Pour résumer, on peut affirmer que les partis du mouvement ouvrier et/ou ceux qui en sont issus ont perpétuellement oscillé entre deux attitudes. La première consiste à faire le pari que les questions de nationalités finiront par se résoudre avec le temps. Dans cette optique la question sociale et « de classe » prime : se focaliser sur les problématiques nationales risque de faire dévier le mouvement ouvrier de ses objectifs. Comme le développement du capitalisme sur la longue durée remet en cause les frontières et contribue à leur dissolution progressive (processus d’internationalisation puis de mondialisation, etc.), persister à défendre certains droits nationaux retarde l’avènement d’un monde nouveau. L’objectif du socialisme étant fondamentalement de bâtir une union des prolétaires par-delà les frontières, le capitalisme prépare en quelque sorte le terrain de la société à venir.
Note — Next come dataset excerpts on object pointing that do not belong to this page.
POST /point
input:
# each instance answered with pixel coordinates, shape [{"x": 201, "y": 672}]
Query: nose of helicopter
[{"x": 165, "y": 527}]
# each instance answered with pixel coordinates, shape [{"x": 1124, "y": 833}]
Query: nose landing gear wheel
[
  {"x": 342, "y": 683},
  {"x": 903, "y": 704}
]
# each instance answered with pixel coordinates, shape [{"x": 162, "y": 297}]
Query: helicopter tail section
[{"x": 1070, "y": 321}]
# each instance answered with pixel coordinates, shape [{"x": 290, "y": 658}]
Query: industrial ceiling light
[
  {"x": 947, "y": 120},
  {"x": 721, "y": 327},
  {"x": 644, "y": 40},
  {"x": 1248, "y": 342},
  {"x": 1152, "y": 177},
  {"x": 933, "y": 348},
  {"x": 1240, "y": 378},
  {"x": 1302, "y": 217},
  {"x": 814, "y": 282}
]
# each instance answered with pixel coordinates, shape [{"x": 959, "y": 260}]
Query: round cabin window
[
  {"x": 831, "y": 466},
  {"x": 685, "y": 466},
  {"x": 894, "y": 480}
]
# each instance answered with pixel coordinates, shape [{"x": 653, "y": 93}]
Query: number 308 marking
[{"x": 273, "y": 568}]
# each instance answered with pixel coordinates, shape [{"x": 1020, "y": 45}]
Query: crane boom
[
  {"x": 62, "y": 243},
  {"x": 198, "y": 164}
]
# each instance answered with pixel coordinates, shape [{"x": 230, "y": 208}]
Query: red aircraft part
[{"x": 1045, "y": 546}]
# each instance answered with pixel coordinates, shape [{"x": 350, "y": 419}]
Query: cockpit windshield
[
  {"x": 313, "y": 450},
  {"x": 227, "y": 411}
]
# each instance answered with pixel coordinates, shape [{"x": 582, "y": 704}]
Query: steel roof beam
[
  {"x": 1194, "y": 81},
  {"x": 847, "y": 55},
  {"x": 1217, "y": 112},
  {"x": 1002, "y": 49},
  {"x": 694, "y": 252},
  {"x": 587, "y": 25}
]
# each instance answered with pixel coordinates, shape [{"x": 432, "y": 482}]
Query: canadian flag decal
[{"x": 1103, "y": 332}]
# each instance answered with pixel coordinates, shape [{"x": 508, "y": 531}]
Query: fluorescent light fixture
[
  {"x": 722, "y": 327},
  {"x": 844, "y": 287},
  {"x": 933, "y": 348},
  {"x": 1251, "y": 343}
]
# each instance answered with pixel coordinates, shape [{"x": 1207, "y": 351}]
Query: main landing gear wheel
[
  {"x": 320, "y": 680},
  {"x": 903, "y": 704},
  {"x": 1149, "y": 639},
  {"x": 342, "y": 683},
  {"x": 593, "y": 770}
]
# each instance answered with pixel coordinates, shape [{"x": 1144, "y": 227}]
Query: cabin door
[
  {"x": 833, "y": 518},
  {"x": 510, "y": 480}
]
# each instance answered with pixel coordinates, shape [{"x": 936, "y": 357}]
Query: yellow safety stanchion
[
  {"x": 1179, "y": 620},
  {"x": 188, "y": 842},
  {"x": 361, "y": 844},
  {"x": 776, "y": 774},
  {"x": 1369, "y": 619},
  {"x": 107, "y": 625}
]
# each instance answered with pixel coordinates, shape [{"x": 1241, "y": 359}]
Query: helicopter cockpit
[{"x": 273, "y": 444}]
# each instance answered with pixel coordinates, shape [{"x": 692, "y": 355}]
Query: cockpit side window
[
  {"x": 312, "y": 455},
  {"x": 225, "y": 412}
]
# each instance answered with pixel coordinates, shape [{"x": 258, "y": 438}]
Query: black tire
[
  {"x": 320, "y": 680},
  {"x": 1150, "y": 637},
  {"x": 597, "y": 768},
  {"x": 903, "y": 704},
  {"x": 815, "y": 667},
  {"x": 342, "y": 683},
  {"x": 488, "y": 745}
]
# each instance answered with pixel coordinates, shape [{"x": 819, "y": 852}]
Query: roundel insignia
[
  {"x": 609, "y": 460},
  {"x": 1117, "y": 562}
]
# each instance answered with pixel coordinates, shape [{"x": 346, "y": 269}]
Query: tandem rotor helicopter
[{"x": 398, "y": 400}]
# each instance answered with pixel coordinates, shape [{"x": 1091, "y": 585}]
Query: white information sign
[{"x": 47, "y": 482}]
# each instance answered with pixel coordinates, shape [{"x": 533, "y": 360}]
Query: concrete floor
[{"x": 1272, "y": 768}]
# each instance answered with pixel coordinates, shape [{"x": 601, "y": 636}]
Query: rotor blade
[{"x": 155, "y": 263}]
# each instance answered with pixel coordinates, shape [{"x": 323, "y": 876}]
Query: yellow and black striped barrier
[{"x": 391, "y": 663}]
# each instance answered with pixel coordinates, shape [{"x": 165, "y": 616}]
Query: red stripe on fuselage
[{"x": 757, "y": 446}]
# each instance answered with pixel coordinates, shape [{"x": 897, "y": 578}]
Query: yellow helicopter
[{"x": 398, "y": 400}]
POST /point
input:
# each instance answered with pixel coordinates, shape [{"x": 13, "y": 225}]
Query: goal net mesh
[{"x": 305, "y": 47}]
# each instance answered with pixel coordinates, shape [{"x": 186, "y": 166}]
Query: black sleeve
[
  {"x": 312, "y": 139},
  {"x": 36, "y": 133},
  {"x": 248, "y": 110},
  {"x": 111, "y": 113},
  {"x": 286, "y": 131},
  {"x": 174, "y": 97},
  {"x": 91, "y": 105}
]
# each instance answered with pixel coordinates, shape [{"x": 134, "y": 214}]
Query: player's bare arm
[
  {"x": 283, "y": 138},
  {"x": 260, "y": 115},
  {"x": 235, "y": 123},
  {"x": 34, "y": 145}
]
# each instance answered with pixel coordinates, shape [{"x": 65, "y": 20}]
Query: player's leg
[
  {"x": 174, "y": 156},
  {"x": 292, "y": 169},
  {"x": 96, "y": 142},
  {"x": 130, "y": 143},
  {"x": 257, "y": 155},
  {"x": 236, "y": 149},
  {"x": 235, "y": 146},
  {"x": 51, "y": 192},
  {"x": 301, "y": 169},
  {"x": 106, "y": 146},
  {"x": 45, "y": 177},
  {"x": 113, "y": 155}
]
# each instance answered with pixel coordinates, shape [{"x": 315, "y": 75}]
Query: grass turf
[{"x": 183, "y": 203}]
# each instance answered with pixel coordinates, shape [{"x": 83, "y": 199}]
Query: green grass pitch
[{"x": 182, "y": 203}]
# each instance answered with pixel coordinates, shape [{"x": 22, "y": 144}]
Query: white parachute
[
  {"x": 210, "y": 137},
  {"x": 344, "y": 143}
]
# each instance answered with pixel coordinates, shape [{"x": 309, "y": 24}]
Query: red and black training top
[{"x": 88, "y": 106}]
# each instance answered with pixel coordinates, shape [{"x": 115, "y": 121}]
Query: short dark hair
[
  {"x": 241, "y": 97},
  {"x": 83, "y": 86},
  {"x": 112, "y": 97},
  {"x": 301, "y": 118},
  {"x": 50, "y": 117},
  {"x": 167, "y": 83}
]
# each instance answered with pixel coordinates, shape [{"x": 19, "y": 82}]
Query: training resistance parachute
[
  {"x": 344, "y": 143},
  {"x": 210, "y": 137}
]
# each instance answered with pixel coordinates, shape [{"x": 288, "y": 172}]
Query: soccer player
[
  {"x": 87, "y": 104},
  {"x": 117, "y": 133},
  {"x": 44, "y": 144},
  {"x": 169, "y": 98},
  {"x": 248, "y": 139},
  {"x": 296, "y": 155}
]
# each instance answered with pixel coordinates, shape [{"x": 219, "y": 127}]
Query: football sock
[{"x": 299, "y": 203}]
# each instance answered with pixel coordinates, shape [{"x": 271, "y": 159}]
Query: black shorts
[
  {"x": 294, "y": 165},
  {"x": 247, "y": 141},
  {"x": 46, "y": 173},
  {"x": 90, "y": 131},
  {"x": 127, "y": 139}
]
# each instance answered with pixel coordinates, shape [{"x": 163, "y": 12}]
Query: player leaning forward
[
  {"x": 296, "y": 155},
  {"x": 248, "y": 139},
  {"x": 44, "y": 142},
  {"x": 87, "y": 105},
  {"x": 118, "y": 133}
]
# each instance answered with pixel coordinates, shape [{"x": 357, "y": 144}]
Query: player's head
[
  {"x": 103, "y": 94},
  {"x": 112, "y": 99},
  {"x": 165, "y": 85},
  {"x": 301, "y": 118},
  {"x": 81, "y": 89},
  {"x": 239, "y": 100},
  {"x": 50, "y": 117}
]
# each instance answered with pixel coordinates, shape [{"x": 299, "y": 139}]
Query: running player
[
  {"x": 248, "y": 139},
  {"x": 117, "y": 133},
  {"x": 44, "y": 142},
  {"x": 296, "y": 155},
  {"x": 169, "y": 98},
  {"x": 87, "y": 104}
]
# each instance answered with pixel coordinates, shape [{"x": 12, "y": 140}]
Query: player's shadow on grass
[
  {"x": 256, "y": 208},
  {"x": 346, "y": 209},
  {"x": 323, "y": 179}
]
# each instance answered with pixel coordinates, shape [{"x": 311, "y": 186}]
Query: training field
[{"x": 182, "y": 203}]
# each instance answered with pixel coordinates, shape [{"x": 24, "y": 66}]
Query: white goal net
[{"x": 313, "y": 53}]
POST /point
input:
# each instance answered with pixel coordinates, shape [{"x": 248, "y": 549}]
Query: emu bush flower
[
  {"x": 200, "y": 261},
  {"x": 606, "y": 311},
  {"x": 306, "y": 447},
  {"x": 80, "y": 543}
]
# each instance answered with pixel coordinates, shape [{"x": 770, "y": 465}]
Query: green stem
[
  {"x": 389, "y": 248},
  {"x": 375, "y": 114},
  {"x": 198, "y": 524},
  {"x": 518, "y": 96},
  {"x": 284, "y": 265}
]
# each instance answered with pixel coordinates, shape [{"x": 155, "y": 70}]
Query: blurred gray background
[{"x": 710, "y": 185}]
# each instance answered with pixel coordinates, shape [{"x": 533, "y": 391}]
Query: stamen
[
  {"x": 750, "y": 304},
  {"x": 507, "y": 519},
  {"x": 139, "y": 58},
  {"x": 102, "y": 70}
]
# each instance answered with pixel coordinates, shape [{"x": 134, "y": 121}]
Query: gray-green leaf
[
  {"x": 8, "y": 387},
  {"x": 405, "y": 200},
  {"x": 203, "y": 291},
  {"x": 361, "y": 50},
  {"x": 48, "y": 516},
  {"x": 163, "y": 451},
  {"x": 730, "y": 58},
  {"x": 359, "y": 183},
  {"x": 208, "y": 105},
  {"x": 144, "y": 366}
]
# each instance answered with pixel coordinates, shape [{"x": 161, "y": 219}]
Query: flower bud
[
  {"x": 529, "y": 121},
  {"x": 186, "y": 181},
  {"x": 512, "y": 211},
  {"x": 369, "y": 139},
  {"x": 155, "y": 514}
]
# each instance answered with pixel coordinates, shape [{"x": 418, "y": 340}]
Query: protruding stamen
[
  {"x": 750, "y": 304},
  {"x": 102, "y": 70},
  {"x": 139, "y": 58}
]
A cette vision s’oppose celle de théoriciens et courants socialistes pointant la persistance des nationalités, voire leur caractère immuable. A partir de ce constat ils cherchent à définir la meilleure voie possible pour que les questions nationales s’articulent avec les luttes sociales. Ils pointent le fait que la relativisation des frontières et l’intensité des circulations internationales ne font pas disparaître les nations « historiques », voire même les renforcent. Entre ces deux positions contradictoires une infinité de points de vue peuvent être relevés, depuis le débat sur les « États-Unis d’Europe » au XIXème siècle jusqu’aux récentes polémiques sur l’Union européenne. Et, si l’on sort de l’Europe, pensons combien la notion de « peuple opprimé » a longtemps occupé le devant de la scène pour les mouvements socialistes (et communistes), notamment dans les anciens Empires coloniaux et en Amérique Latine ; où la question nationale était avant tout celle de l’émancipation de l’oppression coloniale.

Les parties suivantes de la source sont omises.